I danni dell’antropomorfismo
Il cane ci sopporta nella nostra disabilità sociale, perché ha un cuore veramente grande. Per il gatto, poi, l’essere umano è qualcosa di ancor più incomprensibile
A volte mi chiedo cosa pensino i nostri beniamini a quattro zampe di noi. Non è un quesito bizzarro e inutile, visto che un filosofo come Thomas Nagel, in un lavoro ormai divenuto storico, si è chiesto già nel 1974 “What is it like to be a bat?”. Giusto, cosa si prova a essere un pipistrello? Siamo in grado di capirlo?

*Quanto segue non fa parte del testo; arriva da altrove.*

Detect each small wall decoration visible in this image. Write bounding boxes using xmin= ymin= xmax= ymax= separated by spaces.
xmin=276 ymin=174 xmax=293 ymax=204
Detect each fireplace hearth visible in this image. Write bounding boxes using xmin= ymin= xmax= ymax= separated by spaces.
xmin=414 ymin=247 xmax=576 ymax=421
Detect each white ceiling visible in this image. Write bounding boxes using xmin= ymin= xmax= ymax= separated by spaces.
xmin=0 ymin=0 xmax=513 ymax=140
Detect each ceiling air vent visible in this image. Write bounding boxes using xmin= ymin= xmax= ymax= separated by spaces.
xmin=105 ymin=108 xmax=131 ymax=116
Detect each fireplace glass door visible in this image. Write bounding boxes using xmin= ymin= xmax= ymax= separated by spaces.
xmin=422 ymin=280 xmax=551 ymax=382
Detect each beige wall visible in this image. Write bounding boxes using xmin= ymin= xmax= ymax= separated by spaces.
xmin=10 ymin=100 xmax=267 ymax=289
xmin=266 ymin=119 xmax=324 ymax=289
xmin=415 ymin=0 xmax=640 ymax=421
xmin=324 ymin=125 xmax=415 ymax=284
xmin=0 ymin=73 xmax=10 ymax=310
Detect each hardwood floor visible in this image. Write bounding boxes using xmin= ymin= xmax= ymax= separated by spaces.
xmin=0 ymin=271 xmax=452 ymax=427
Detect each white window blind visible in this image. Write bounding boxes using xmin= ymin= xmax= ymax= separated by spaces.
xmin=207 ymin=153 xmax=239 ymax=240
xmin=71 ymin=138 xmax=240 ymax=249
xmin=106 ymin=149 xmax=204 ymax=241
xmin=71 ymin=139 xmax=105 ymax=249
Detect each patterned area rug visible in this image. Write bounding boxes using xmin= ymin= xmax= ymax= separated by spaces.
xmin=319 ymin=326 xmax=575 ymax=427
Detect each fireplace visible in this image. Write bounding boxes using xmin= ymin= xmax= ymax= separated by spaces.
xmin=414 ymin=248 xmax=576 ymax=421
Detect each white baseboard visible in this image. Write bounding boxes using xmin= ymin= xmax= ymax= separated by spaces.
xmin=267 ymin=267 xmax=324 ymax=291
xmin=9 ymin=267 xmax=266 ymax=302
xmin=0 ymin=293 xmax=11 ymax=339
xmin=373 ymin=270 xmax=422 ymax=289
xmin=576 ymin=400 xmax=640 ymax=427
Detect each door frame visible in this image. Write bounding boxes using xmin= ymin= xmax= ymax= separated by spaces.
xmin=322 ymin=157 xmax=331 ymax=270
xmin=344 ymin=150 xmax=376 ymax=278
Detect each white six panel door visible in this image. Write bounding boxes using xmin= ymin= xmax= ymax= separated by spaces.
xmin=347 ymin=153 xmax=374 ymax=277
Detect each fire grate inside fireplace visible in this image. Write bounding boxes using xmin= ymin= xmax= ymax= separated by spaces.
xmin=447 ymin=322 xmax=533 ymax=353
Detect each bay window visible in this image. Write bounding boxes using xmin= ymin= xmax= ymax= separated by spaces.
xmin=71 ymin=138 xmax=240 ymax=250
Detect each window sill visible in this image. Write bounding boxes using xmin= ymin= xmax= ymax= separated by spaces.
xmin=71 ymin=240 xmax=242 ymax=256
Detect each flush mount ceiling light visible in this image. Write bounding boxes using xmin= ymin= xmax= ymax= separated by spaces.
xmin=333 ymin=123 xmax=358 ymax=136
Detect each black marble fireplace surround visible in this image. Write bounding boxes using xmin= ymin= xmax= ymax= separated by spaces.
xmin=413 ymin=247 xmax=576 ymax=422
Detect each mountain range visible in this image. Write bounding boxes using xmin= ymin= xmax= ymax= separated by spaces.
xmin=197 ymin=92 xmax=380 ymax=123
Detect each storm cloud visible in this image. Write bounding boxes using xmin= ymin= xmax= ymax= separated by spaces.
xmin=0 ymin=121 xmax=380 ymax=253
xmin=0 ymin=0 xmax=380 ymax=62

Una quindicina di anni fa l’editorialista di Nature, Stephen Budiansky, pubblicò un libro il cui titolo era estremamente chiaro – “Se un leone potesse parlare” – che peraltro prevedeva un sottotitolo altrettanto esplicito: “noi non potremmo capirlo”.
Seguendo queste indicazioni comprendiamo come l’antropomorfismo, ossia l’attribuire ai soggetti di altre specie caratteristiche umane, sia una forzatura che non tiene conto del fatto che ogni animale ha una sua peculiare immersione nel mondo…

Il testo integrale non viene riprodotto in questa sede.